Cedar Rapids Facing Localized Flooding Due to an Ice Jam, DNR Cautions Others Near Rivers
Thursday, March 14, 2013 by Iowa DNR
CEDAR RAPIDS — Localized flooding is occurring in the city of Cedar Rapids about one-third of a mile upstream from where the Interstate 380 bridge crosses the river.
The flooding is caused by an ice jam that has built up in the river and has closed some local roads. The city has dropped the water levels at the 5-in-1 dam below the ice jam in an attempt to increase flows and reduce the upstream flooding depths.
In other areas, Iowans should be alert for localized ice jams as the weather warms and river ice begins to break up. Thick layers of ice can break into chunks, float downstream and stack up against bridges, culverts, woody debris or sharp bends in the river. There are no effective man-made solutions to ice jams. The jams can form and break up in a few hours or last several days.

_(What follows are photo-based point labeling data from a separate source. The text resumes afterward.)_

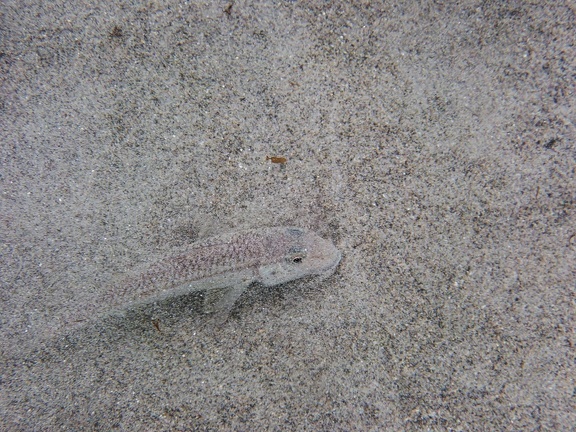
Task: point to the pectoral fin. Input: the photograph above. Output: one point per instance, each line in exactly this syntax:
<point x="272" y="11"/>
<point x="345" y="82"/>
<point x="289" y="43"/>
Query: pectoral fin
<point x="221" y="301"/>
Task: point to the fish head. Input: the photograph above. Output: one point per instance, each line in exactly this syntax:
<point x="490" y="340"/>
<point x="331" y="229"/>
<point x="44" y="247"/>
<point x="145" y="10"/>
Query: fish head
<point x="301" y="253"/>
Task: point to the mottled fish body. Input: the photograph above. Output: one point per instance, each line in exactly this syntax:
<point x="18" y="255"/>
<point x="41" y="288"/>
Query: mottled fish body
<point x="229" y="263"/>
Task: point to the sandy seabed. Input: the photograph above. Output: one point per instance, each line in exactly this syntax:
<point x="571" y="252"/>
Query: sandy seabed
<point x="432" y="142"/>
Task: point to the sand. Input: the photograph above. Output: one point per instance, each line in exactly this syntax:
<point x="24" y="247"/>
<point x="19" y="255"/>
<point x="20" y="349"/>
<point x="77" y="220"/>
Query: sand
<point x="433" y="142"/>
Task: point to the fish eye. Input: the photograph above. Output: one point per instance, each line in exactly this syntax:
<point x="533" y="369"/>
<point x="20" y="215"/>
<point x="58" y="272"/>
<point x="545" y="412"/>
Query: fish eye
<point x="296" y="256"/>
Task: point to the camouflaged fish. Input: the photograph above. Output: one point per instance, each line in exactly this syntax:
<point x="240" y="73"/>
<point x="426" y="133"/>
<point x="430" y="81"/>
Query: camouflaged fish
<point x="229" y="263"/>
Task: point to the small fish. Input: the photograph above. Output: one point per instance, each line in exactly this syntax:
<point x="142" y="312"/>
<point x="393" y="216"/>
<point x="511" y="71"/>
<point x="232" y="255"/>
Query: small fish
<point x="224" y="266"/>
<point x="277" y="159"/>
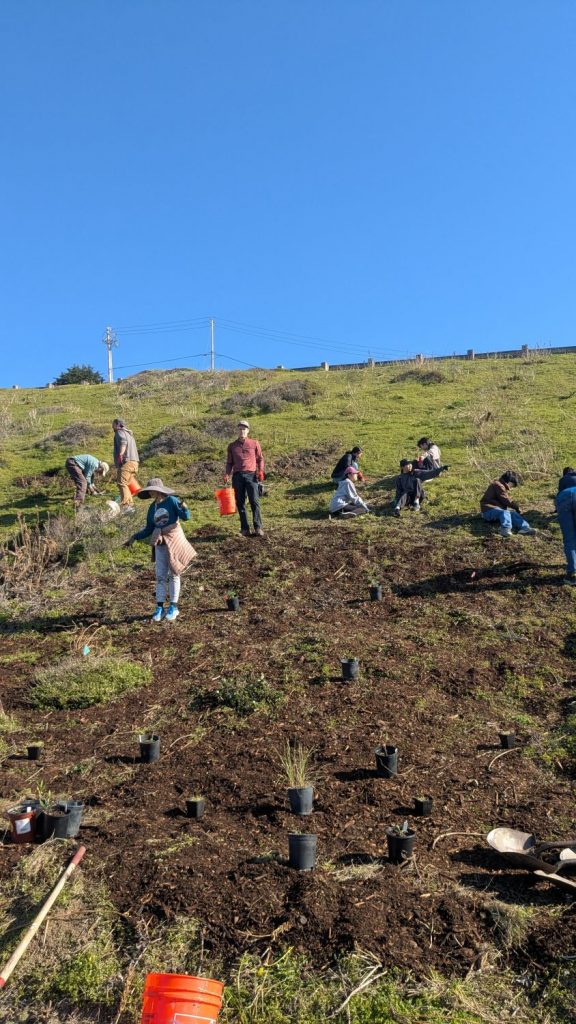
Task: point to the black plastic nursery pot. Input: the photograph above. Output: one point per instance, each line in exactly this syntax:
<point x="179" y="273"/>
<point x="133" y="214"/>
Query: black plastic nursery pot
<point x="351" y="668"/>
<point x="150" y="749"/>
<point x="301" y="851"/>
<point x="195" y="807"/>
<point x="401" y="846"/>
<point x="300" y="799"/>
<point x="422" y="806"/>
<point x="386" y="761"/>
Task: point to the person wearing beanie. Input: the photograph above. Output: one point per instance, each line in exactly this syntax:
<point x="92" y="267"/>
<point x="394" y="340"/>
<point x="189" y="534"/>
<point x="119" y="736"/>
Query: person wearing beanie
<point x="351" y="458"/>
<point x="409" y="489"/>
<point x="245" y="463"/>
<point x="496" y="506"/>
<point x="83" y="469"/>
<point x="345" y="501"/>
<point x="126" y="461"/>
<point x="171" y="551"/>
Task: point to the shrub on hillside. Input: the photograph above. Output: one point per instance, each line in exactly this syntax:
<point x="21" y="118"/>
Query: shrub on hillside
<point x="81" y="682"/>
<point x="74" y="436"/>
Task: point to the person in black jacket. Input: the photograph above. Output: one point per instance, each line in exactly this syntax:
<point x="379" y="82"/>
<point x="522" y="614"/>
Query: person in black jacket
<point x="348" y="459"/>
<point x="409" y="489"/>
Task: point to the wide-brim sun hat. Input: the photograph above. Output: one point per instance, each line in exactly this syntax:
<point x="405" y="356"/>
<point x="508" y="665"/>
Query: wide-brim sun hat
<point x="157" y="485"/>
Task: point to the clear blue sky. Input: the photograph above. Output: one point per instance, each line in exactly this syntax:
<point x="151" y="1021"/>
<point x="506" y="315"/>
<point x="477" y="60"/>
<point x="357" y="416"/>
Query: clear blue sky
<point x="396" y="176"/>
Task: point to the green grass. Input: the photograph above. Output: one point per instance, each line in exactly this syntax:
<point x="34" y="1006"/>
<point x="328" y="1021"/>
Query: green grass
<point x="81" y="682"/>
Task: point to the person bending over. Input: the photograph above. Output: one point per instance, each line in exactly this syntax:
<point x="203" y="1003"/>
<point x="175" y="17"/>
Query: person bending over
<point x="345" y="501"/>
<point x="496" y="506"/>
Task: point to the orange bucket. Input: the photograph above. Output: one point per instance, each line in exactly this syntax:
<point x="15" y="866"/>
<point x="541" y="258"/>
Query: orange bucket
<point x="227" y="501"/>
<point x="179" y="998"/>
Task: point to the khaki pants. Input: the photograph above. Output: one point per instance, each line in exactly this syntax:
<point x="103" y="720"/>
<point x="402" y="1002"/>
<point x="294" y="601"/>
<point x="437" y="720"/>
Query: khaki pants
<point x="124" y="476"/>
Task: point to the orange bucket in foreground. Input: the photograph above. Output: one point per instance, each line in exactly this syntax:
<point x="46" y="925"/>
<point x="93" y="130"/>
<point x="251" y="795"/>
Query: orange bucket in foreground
<point x="179" y="998"/>
<point x="227" y="501"/>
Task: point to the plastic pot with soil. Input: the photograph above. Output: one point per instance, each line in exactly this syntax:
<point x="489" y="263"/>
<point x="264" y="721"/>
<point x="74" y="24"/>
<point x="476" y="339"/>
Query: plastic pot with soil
<point x="386" y="761"/>
<point x="351" y="668"/>
<point x="301" y="851"/>
<point x="401" y="843"/>
<point x="150" y="748"/>
<point x="24" y="821"/>
<point x="195" y="807"/>
<point x="422" y="806"/>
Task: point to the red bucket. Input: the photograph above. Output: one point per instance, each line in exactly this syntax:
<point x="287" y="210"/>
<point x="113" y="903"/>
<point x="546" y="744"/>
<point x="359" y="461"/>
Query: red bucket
<point x="227" y="501"/>
<point x="180" y="998"/>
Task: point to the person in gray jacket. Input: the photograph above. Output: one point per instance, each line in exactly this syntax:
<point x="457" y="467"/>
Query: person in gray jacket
<point x="126" y="461"/>
<point x="346" y="502"/>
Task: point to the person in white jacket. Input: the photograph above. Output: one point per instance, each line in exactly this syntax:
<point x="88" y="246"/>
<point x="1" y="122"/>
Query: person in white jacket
<point x="346" y="502"/>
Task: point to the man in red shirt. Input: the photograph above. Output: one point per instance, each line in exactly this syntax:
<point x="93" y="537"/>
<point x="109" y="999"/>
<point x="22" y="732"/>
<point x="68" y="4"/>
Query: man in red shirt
<point x="246" y="464"/>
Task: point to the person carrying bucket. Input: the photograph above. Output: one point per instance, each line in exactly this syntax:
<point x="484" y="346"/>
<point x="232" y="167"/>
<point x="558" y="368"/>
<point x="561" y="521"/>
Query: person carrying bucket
<point x="126" y="461"/>
<point x="245" y="463"/>
<point x="171" y="551"/>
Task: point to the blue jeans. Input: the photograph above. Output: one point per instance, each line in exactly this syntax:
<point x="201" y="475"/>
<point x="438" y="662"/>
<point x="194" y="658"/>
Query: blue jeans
<point x="506" y="517"/>
<point x="567" y="519"/>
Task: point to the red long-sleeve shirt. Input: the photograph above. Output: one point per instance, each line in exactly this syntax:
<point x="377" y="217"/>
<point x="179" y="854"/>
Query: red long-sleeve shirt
<point x="245" y="457"/>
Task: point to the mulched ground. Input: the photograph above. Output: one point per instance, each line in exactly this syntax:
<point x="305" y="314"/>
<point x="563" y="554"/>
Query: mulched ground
<point x="438" y="655"/>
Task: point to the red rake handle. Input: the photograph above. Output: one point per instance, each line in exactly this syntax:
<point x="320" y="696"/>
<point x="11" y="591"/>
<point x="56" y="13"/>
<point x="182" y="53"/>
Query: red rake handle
<point x="42" y="913"/>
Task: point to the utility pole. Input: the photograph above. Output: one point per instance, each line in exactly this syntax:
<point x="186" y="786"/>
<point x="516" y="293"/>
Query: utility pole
<point x="211" y="344"/>
<point x="111" y="341"/>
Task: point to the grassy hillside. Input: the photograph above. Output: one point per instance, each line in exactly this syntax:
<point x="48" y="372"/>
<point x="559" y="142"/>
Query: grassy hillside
<point x="475" y="635"/>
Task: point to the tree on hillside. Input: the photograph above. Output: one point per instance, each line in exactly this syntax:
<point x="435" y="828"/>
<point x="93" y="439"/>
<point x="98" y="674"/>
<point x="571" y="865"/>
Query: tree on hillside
<point x="80" y="375"/>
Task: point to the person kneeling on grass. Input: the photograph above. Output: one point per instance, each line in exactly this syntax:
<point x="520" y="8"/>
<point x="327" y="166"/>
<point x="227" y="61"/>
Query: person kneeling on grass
<point x="345" y="501"/>
<point x="497" y="506"/>
<point x="409" y="489"/>
<point x="171" y="551"/>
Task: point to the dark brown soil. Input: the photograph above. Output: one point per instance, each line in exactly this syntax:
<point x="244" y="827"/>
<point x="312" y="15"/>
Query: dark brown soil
<point x="440" y="657"/>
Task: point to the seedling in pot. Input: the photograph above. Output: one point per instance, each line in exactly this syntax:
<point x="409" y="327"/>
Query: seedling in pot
<point x="150" y="747"/>
<point x="195" y="807"/>
<point x="295" y="762"/>
<point x="351" y="668"/>
<point x="401" y="843"/>
<point x="422" y="806"/>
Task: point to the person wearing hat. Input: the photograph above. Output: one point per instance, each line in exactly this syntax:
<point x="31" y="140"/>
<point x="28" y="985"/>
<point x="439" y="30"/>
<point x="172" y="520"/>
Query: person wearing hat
<point x="170" y="549"/>
<point x="126" y="461"/>
<point x="351" y="458"/>
<point x="245" y="463"/>
<point x="82" y="469"/>
<point x="409" y="489"/>
<point x="345" y="501"/>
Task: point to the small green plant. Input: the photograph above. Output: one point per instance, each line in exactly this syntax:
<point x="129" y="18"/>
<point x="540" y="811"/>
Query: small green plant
<point x="295" y="762"/>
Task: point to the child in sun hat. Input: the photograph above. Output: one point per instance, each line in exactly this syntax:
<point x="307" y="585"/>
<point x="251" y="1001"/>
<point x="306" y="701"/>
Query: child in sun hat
<point x="345" y="501"/>
<point x="171" y="551"/>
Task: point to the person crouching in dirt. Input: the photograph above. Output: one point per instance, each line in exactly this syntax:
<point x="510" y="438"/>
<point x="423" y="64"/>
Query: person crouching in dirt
<point x="171" y="551"/>
<point x="245" y="462"/>
<point x="351" y="458"/>
<point x="566" y="508"/>
<point x="409" y="489"/>
<point x="428" y="455"/>
<point x="497" y="506"/>
<point x="346" y="502"/>
<point x="83" y="469"/>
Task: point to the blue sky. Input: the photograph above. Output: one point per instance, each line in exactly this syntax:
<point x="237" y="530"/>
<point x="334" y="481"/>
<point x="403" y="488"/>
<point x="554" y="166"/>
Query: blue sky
<point x="392" y="177"/>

There is little danger as long as the water continues to flow. If the water is blocked, it can rise very quickly and the height of the flood cannot be anticipated. Unlike other flood events, floods caused by ice jams can be unpredictable and localized. Ice jams can occur on a sunny day when people least expect flooding.
People who live or work in low-lying areas near streams should be aware of possible obstructions downstream—such as a low-lying bridge or a tree jammed against a bridge. Heavy rainfall and warm temperatures can cause ice to break up, move and jam.
Watch the river, too, because flooding from ice jams tends to be so localized that it may not appear on radar screens. You may be the first to see there’s a problem.
It pays to be prepared with an evacuation plan in this situation. If an ice jam and flooding occur, act quickly to move yourself, your family and your valuables to safety. Then notify the police or sheriff’s office to close roads or help others evacuate.